We all associate outdoor holidays (whether it’s a beach holiday, in a wood or in the mountains) as being a place we can relax & unwind. Being in nature is calming and therapeutic. However, you don’t have to wait until you’re on holiday to relax. A brief time everyday outside, whether in the garden, in a local park or even going to a local nursery can help to bring about a sense of calm. 

It is also known that animals help with stress & anxiety. Dogs are often used as a therapeutic tool. If you don’t have a dog of your own, you could volunteer to walk a neighbour’s dog or spend some time at a local dog or pet shelter. Even something as simple as owning a few fish can be helpful. 


Because our digestive system requires so much co-ordination to process what we eat and drink, a thin layer of neurons (about the same amount as in a cats brain) is found from the top to the bottom of our digestive system. These neurons are also known to communicate with those in our brain via the Vagus nerve. We also know that the bacteria in our gut help to produce neurotransmitters such as serotonin, dopamine & GAMA – all of which play a role in our mood.By eating a wider range of foods, we can help to feed a wider range of gut bacteria, helping our body to produce greater quantities of mood enhancing neurotransmitters.

Emotional Intelligence

In a previous blog post, I highlighted our ability to recognise and regulate our own emotions. This requires being able to do so will help us to manage the situations we find ourselves in and help to impact that situation. Having positive outcomes from doing so will help keep us in a better frame of mind than allowing our emotions to over-rule us, resulting in a negative outcome. 

Social Intelligence

In a previous blog post, I spoke about how our ability to read others emotions through body language, tone of voice, words used, socio-cultural nuances, can help us in responding appropriately within any given situation, potentially leading to a more positive outcome. It can also help to build stronger relationships with those in our immediate community – promoting a sense of belonging and purpose. 
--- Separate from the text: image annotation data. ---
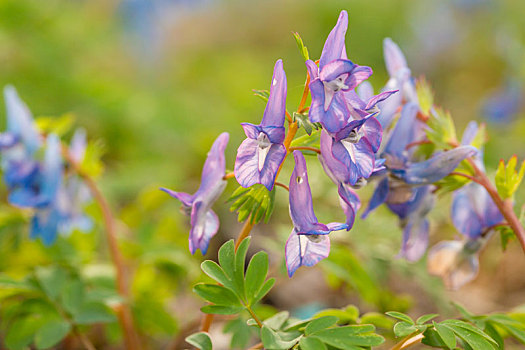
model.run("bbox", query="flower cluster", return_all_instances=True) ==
[163,11,510,287]
[0,86,92,245]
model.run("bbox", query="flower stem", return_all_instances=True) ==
[390,333,425,350]
[468,158,525,252]
[62,147,141,350]
[290,146,321,154]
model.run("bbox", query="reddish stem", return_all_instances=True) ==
[62,147,141,350]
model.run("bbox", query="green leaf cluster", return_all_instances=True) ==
[261,311,384,350]
[0,266,116,350]
[228,184,275,224]
[495,156,525,199]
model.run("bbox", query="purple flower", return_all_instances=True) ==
[25,134,64,245]
[377,38,419,129]
[0,86,41,189]
[319,130,360,230]
[161,133,229,255]
[285,151,347,277]
[56,129,93,235]
[306,11,372,133]
[388,186,435,261]
[234,60,286,191]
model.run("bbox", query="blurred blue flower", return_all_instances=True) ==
[161,132,230,255]
[285,151,347,277]
[234,60,287,191]
[482,81,524,124]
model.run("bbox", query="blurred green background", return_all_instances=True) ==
[0,0,525,348]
The more areas we work on, the greater the integrated impact that each action will have on another e.g. taking a dog for a walk will help you spend time outside, improve your physical movement and potentially engage with others within your community. 
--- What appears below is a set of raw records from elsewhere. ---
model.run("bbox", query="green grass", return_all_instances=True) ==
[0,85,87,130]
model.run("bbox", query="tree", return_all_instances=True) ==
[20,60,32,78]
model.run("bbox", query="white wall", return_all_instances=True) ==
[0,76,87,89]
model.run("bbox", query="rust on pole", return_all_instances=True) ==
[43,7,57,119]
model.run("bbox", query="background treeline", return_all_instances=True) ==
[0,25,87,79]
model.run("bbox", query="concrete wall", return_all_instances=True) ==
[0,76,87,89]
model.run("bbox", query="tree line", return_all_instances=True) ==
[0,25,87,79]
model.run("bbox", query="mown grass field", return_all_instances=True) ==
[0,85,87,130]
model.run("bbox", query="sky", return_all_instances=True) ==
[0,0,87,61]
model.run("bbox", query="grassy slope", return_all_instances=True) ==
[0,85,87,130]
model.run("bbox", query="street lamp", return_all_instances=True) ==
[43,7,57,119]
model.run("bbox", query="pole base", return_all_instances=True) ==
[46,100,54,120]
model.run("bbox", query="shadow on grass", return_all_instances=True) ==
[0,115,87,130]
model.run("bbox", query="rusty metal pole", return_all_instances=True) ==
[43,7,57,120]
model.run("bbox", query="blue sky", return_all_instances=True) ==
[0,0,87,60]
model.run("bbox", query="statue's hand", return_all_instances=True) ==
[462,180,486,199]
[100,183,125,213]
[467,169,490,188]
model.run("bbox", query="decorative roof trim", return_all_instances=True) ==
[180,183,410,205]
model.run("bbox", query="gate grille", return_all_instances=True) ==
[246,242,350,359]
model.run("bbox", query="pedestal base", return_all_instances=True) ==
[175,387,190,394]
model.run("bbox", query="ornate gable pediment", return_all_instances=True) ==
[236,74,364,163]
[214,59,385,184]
There are many other tools that we can use to underpin a good mental health recovery and potentially enhance any counselling or psychotherapy we receive which will help to encourage a better lifelong positive mental health state.

Caveats: These are just a few of many things we can do to naturally help improve our overall moods. Each of these ‘therapeutic areas’ are not solutions in and of themselves. There are, however, positive benefits that can be gained from engaging in each of these areas – all of which have been shown in research to help create a better state of positive mental wellness. This also does not take into account deeper psychological issues that require medical and more intense therapeutic interventions.